The paper considers a new layout of a two-stage spacecraft designed to remove a group of large space debris objects such as the upper stages of ‘Zenit’ launch vehicles from low-earth orbit. The aim of the work is to preliminarily quantify the parameters of the shock-absorbing system of the robotic arm designed for capturing a redundant upper stage by the main rocket engine nozzle. The estimation will be conducted by means of numerical simulation of the motion dynamics of the "spacecraft - space debris object" system. The paper presents the results of calculating the transient mode of oscillations of objects connected by the manipulator using simplified and detailed dynamic models of parameters, the analysis of the placement options for the manipulator shock-absorbing system, the analysis of the load reduction possibility through the use of attitude control thrusters, the analysis of two dynamic design variants of the mechanism for grabbing the critical section of the nozzle, and analysis of the capture dynamics at different initial angular velocities of rotation of a space debris object. The most rational shock-absorbing solution for a robotic arm with two translational and two rotary dampers is found. It is shown that the dynamic design of the nozzle capture mechanism has the greatest effect on the robotic arm loading. The kinematic design of the gripper selected as a result of the simulation almost completely eliminates shock loads in the process of damping the system vibrations. It is shown that the robotic arm shock-absorbing design has a significant margin for the initial angular velocity of the space debris object.

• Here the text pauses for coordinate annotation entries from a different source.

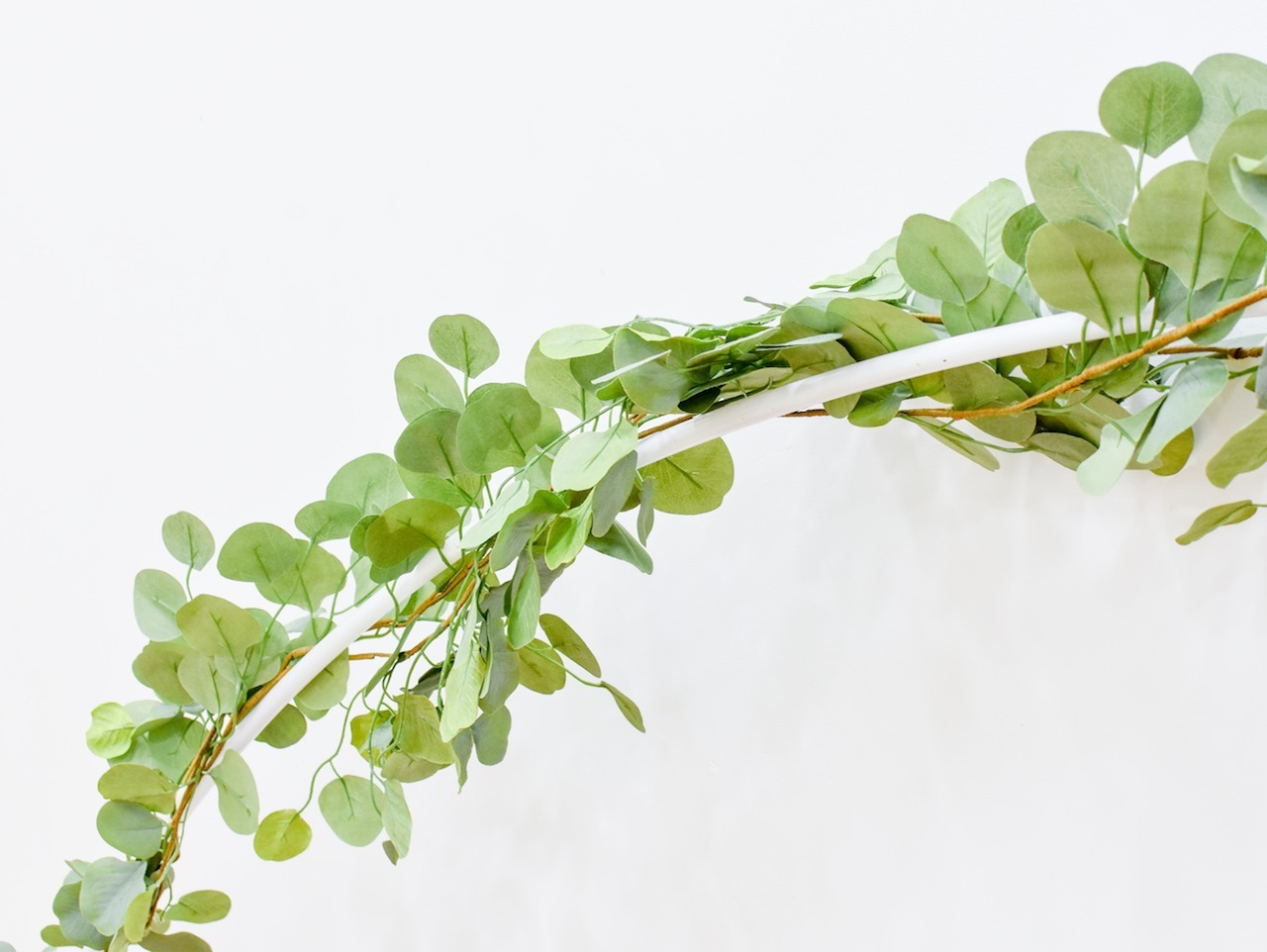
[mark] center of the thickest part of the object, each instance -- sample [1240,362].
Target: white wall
[894,702]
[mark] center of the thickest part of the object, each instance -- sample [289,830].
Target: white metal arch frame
[1022,336]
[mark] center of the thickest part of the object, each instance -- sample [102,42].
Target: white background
[894,702]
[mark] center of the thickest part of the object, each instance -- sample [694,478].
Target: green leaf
[416,730]
[216,626]
[131,828]
[111,732]
[619,543]
[692,481]
[352,807]
[202,905]
[188,539]
[140,785]
[425,384]
[541,669]
[283,834]
[1118,440]
[212,681]
[1019,231]
[499,427]
[1230,86]
[464,343]
[1081,176]
[1176,222]
[108,888]
[1243,452]
[628,708]
[1247,136]
[397,818]
[1077,267]
[566,642]
[462,688]
[329,688]
[492,733]
[239,796]
[285,729]
[552,384]
[1150,107]
[939,259]
[573,340]
[587,457]
[370,484]
[154,599]
[525,604]
[1218,517]
[407,528]
[258,552]
[1191,393]
[325,521]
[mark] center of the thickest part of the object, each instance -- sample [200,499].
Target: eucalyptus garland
[533,474]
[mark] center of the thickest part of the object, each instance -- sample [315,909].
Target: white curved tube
[1053,331]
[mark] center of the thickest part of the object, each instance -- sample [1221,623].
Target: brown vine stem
[1150,345]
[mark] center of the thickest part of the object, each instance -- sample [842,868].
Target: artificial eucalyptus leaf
[587,457]
[1244,451]
[1191,393]
[188,539]
[1245,136]
[1150,108]
[202,905]
[369,483]
[1077,267]
[1081,176]
[564,639]
[156,598]
[283,834]
[425,384]
[1230,86]
[692,481]
[464,343]
[239,796]
[492,733]
[352,807]
[937,258]
[1176,222]
[1218,517]
[131,828]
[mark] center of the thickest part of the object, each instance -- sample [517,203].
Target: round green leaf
[425,384]
[1245,136]
[430,444]
[936,258]
[352,807]
[202,905]
[188,539]
[258,552]
[325,521]
[464,343]
[1150,107]
[1081,176]
[283,834]
[1077,267]
[1230,86]
[131,828]
[586,457]
[216,626]
[370,483]
[154,599]
[239,796]
[111,732]
[1176,222]
[692,481]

该论文考虑了一种两级航天器的新布局，旨在从低地球轨道上清除一组大型空间碎片物体，例如“天顶”运载火箭的上级。这项工作的目的是初步量化设计用于通过主火箭发动机喷嘴捕获冗余上级的机械臂减震系统的参数。估计将通过“航天器-空间碎片物体”系统运动动力学的数值模拟进行。本文介绍了使用简化和详细的参数动态模型计算由机械手连接的物体的瞬态振荡模式的结果，分析了机械手减震系统的放置选项，通过使用姿态控制推进器来减少负载的可能性分析，用于抓取喷管临界截面的机构的两种动态设计变体的分析，以及在空间的不同初始旋转角速度下的捕获动力学分析碎片对象。找到了具有两个平移和两个旋转阻尼器的机械臂的最合理的减震解决方案。结果表明，喷嘴捕获机构的动态设计对机械臂加载的影响最大。作为模拟结果选择的夹具的运动学设计几乎完全消除了系统振动阻尼过程中的冲击载荷。